Медведя уже не было. Зверь повалил палатку, прихлопнул лапой Полину — и ушел. Одного удара оказалось достаточно — медведя не надо учить убивать. Голова Полины вошла наполовину в землю, на щеке и шее — по два следа от когтей. Саша безнадежно пощупал руку. Холодеет и пульса нет.
Он принялся искать свою одежду. Нашел штаны, нащупал зажигалку, и вспомнил, что давно не курил. В лесу Александр старался не курить — пожар можно получить, да и зверь далеко чует запах табака. Но две пачки брал всегда. Самой дешевой марки, потому как если курить редко — то лучше уж накуриваться до одури, а если намокнут — не жалко.
Первым делом после второй сигареты он постарался приспособить меч за пояс. Туго обвязал лезвие капроном от палатки, закрепил шнурком от Полининого ботинка. Все это время он думал, как поступить с самой Полиной. Тащить через лес к Сновицам, к дяде Леше? Нет, силенок не хватит. Да и надо ли? Он закурил третью сигарету. Представил, что будет говорить в городе. Как будет писать объяснительные по каждому, как говорят, факту смерти. Как будет стараться убедить послать не участкового, а, по крайней мере, роту спецназа к яме в земле. Желательно взять с собой хотя бы десяток танков. Так, на всякий случай. Кто говорит? Задержанный Смирнов из психизолятора… Ага, как в книге про Мастера и Маргариту. Как там звали поэта-психа? Иван, вроде, Бездомный. Знаем, проходили, зря, что ли, одиннадцать классов заканчивал…
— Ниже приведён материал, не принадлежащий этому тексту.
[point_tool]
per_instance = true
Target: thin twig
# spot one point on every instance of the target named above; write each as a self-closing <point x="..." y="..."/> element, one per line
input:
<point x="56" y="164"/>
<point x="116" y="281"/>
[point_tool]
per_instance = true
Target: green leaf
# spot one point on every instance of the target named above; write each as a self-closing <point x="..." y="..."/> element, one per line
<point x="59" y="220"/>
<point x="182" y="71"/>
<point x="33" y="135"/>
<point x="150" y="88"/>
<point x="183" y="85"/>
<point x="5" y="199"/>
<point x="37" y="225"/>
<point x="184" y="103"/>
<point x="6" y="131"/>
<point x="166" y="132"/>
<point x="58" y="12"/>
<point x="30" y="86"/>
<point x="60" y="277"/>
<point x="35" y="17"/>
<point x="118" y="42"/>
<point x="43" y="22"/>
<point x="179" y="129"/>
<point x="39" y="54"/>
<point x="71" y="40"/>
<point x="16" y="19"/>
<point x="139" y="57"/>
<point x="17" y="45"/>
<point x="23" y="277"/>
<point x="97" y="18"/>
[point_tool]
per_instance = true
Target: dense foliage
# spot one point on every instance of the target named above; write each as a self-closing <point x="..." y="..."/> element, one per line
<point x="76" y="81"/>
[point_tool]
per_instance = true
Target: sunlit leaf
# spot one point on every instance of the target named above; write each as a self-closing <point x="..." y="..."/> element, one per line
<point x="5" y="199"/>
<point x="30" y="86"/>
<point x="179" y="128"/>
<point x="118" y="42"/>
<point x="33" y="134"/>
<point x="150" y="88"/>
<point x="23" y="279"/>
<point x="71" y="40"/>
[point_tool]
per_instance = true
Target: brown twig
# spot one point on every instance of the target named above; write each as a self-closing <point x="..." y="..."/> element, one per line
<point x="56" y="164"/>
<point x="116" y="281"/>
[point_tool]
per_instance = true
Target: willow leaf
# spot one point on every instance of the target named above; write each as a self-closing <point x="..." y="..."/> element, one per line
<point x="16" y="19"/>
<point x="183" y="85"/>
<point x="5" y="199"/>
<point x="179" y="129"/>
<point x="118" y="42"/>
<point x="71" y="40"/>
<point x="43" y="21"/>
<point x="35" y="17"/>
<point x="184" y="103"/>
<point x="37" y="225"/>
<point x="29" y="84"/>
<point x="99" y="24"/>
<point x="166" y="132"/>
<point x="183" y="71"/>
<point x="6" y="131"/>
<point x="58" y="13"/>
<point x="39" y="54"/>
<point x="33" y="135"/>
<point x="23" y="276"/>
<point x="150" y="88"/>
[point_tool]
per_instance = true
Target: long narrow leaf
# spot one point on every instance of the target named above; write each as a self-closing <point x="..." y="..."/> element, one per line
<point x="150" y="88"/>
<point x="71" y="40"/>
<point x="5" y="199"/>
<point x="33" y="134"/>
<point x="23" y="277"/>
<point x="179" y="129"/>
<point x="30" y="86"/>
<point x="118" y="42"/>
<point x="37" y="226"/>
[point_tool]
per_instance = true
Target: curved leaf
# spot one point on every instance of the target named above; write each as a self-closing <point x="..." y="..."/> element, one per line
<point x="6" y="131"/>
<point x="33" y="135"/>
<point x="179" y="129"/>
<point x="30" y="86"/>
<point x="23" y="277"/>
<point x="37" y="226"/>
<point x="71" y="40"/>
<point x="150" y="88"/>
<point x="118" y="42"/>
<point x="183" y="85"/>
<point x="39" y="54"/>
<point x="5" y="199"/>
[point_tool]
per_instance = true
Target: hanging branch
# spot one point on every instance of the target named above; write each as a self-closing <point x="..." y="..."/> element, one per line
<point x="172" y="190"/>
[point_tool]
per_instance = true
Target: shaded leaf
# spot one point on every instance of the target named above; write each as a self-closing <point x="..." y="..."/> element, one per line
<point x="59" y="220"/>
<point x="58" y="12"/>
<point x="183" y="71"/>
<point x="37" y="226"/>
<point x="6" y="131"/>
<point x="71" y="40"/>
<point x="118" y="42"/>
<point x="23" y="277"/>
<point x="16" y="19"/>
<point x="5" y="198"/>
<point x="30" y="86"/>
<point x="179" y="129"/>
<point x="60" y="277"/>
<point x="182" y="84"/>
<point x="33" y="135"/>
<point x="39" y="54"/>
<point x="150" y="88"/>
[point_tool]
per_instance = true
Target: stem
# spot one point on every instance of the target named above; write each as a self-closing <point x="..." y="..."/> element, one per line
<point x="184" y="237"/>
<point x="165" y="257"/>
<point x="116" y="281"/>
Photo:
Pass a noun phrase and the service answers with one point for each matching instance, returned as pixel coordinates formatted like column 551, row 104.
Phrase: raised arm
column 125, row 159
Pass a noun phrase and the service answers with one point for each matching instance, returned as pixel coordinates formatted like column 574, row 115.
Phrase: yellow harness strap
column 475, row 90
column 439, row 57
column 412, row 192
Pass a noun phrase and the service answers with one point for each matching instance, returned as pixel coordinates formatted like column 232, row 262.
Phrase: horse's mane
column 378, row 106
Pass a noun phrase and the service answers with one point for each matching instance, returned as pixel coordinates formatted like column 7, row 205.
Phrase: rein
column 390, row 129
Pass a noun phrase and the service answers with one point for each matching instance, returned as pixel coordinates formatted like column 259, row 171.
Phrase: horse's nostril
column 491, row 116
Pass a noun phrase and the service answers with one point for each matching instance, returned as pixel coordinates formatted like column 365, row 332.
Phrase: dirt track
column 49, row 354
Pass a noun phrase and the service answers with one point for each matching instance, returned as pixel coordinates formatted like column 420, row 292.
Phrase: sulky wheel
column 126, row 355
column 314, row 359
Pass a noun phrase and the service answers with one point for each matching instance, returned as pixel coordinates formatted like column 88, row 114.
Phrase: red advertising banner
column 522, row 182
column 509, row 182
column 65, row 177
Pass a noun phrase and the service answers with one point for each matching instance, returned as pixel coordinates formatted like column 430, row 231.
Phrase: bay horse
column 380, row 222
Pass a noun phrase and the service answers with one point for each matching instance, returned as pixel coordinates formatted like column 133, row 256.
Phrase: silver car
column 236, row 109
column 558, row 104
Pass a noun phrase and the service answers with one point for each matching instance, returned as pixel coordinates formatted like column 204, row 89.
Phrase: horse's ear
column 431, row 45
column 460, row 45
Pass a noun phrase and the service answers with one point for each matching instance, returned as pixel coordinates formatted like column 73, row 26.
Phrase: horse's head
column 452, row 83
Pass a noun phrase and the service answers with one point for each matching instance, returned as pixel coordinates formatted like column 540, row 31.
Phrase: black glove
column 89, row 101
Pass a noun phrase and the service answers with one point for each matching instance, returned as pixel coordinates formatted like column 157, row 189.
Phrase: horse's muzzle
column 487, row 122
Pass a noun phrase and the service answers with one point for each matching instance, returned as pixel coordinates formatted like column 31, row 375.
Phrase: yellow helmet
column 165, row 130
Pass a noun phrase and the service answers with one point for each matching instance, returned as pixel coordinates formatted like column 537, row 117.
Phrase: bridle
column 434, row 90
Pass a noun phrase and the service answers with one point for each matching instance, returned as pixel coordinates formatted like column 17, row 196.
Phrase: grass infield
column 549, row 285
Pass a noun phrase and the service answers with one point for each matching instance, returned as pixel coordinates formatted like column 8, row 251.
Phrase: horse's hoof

И поведут, значит, Александра Сергеевича, как козла на заклание. Как главного свидетеля, или даже как главного подозреваемого. Может быть, в наручниках. А тут как раз выходит из кустов дядя Юра, зоотехник-самоучка, на него наставляют три или четыре пистолета, трясут перед носом наручниками, а он их…
Саша долго смотрел на красную пачку, и потянул новую сигарету.
Недолго «дядя Юра» будет смотреть. Вытащит ножичек и устроит харакири. Наверно, всем. И Саше в том числе. Ну вот и хренушки, так не пойдет… Никто никуда не пойдет. Вам это надо? Вам это интересно? Ну и вперед, с песней. Барабан на шею купим, не заржавеет… Свечку даже в церкви поставлю…
Да и не поверят. Если уж в сорок первом не поверили, что война завтра начнется, то уж на вторжение сверхлюдей животики надорвут. В психушку упекут. Не найдут ничего — и отправят прогуляться на сто второй маршрут, до конечной. Запросто. Иван и Кондратий Федорович под землей остались. Полину медведь откопает… Вот еще почему не хотелось брать ее с собой. Это для человека она труп, а для зверя — вполне законная добыча. А если собаке в миску палкой ткнуть — что будет? То-то…
Эх ты, колдунья. Силы сколько в тебе было, деревьев навалила — как бригада лесорубов на соревновании, а зверю отдалась. Непутевая, да непутево померла. Хотя о мертвых плохо не будем. Вообще никак не будем. Не было их никогда, если найдут, спросят — тогда Саша ответит. А если искать не будут — значит и при жизни никому не нужны. Способности у них, понимаешь ли… Завалили егеря, и сами легли рядом. Значит — судьба, значит — поделом…
Александр закинул за плечи рюкзак, нахлобучил шапку и двинулся на запад, обратно, к людям…
К дяде Леше пришлось стучался долго. Старик заперся за двумя дверьми, даже Чебурашку с собой взял — собаки нигде не было. Саша присел на скамеечку, вздохнул, уже понимая, что, скорее всего, еще одним трупом на свете прибавилось. Одним больше, одним меньше…
Входная дверь отворилась — без шума и скрипа, дядя Леша испуганно глянул на пришельца:
— Ты кто? — и в отрывшуюся щель глянуло дуло ружья.